Question

Seven members of a Girl Scout troop report the following individual earnings from their sale of candy: $4, $1, $7, $6, $8, $2, and $7. In this distribution of individual earnings. (A) the mean is less than the mode and equal to the median.(B) the mean is less than the mode and less than the median.(C) the mean is equal to the mode and equal to the median.(D) the mean is greater than the mode and greater than the median.(E) the mean is equal to the mode and greater than the median.

Answer 1

(B) the mean is less than the mode and less than the median.

Explanation:

Mean, Median, Mode is used to calculate the central tendency of the distribution.

Mean is defined as,

`Mean = (Sum of all observation)/(Total number of observation)\\ \ \ \ \ \ \ \ \ = (4+1+7+6+8+2+7)/(7)`

∴ Mean = 5

Median is the middle observation of the distribution after arranging it in ascending or descending order.

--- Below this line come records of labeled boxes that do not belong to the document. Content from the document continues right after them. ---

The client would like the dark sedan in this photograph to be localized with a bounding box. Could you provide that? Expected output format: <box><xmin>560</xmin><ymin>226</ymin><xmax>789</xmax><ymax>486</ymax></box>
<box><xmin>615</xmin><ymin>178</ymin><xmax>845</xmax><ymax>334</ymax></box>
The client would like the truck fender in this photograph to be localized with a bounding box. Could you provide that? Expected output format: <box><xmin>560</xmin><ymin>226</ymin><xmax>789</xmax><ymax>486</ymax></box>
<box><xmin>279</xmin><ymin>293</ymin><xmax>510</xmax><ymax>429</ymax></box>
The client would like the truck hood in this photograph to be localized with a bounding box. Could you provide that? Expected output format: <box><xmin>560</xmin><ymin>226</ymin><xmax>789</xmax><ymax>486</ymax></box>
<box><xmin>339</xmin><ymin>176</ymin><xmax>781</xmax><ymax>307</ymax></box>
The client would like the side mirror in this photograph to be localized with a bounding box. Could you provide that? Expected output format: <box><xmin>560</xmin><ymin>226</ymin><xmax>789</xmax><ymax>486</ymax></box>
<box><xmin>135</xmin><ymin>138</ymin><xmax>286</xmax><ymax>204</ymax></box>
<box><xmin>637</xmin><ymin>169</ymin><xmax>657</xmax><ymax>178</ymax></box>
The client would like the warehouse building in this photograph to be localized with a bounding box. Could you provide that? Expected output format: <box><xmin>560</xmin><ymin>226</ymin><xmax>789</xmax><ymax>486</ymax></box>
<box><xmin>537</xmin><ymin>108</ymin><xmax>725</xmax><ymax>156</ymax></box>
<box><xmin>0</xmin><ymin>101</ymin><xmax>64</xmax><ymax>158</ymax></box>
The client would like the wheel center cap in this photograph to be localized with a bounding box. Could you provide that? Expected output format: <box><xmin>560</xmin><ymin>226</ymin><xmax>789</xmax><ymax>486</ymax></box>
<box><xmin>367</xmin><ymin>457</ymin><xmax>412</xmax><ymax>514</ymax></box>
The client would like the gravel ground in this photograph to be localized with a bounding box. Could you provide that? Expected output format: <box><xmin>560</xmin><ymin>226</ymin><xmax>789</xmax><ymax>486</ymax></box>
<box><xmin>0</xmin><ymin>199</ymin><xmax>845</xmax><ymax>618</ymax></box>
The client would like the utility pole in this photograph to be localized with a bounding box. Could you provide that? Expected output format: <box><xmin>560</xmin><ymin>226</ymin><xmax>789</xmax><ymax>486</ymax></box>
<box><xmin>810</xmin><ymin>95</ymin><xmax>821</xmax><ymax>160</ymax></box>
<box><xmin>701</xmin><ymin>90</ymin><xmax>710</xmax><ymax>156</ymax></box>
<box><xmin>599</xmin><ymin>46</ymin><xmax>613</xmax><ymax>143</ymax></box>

So, arranging distribution in ascending order we get,

$1, $2, $4, $6, $7, $7, $8

Also, a number of observation is 7 which is an odd number.

Hence,
`Median = ((Number of observation + 1)/(2))^(th) term`

⇒
`Median = ((7 + 1)/(2))^(th) term`

⇒ Median = 4th term = 6

Mode is the observation which has highest frequency.

Here, only $7 is repeated 2 times.

Hence, Mode = 7.

Hence, we see that Mean < Median < Mode

So, Option (B) is correct i.e. mean is less than the mode and less than the median.